And if you forget, you can forget them backing you up because they just won’t.

#3 Everything boils down to you: the glue

As nice as it sounds to be the glue, nobody wants to be the glue. The glue should be shared between both parents, and there’s very few reasons why that wouldn’t be the case.

With more and more sets of both parents needing to work in this day and age, even the moms who don’t work because they are the primary caretaker are (and should be) appreciated by their husbands.

You don’t get that in narcissistic relationships.

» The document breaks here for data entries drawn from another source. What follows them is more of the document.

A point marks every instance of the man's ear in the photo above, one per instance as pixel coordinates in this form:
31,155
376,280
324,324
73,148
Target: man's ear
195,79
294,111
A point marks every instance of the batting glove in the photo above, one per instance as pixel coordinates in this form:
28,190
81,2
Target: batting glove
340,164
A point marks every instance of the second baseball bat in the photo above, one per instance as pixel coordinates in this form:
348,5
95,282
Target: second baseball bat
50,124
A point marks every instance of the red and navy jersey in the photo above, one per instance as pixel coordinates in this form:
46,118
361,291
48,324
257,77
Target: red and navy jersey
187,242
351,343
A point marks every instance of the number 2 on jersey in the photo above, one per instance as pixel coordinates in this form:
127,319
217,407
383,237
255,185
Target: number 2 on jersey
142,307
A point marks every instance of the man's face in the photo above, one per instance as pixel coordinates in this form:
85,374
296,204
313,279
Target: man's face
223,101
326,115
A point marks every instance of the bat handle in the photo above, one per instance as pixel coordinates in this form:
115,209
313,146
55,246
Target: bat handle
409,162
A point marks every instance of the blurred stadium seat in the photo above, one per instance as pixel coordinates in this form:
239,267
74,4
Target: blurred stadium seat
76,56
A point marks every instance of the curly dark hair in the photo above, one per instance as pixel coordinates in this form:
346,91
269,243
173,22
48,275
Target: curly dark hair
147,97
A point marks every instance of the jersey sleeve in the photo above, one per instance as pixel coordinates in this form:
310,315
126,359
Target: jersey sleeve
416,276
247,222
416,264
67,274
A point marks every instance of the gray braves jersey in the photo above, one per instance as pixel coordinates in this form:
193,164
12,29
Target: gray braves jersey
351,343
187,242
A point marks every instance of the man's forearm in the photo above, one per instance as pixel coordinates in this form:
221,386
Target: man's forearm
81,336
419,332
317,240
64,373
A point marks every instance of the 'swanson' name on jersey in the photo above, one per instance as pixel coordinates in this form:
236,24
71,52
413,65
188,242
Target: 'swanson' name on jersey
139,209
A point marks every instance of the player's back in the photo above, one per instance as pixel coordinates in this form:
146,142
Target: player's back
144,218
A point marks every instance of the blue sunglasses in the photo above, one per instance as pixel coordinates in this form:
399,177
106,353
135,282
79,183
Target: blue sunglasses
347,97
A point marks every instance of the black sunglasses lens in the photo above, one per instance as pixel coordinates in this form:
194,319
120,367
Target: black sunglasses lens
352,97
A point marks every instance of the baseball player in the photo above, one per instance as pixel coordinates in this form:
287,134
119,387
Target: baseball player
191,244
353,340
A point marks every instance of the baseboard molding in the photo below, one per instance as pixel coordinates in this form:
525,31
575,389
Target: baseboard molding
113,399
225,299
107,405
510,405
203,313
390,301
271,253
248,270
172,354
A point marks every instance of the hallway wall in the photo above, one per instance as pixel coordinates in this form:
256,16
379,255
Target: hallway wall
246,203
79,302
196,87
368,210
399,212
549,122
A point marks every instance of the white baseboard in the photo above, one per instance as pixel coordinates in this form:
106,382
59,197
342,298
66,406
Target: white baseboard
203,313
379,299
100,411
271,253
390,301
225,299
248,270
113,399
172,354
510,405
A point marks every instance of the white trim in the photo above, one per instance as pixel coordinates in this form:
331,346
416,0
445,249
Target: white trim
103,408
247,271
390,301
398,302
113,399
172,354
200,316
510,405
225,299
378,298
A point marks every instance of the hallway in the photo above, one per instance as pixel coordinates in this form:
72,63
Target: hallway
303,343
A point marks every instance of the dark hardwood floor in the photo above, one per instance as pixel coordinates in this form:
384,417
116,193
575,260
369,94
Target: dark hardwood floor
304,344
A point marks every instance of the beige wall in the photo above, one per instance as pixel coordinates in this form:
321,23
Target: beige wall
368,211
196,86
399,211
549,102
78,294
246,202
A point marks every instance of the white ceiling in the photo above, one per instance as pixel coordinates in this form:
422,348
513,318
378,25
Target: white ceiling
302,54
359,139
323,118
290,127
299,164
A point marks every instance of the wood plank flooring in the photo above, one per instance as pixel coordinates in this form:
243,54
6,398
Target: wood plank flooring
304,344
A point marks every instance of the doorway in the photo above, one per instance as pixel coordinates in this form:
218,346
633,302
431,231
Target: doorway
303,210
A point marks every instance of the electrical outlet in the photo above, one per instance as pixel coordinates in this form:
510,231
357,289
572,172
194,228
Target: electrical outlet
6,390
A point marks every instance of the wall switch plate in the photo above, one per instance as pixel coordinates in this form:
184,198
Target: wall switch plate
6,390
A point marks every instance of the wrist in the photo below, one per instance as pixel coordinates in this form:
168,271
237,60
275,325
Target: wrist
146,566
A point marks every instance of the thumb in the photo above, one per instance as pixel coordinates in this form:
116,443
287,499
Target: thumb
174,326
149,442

Instead, you get your narcissistic husband coming home from work, while you’ve had to run errands, pick up the kids, while your youngest stayed home with a stomach bug, and the dinner hasn’t yet been cooked.

What have you been doing all day if the dinner isn’t ready?

Are you kidding me? I have not stopped all day, plus three loads of laundry because the youngest got sick on so much of it!

You’re invisible to them, but on top of that, you’re made to feel this guilt that you just aren’t good enough, when you’re run ragged trying to hold everything together.

The glue is no fun, and it’s not fair, either. It’s dangerous for anybody to assume one person should have it all, while the other gets to act up and continue to abuse their wife on a daily basis.

#4 The exhaustion

It’s hard to retain any energy at all when you are literally juggling a million different things, but why does your husband look at you as though they don’t know why you’re so tired?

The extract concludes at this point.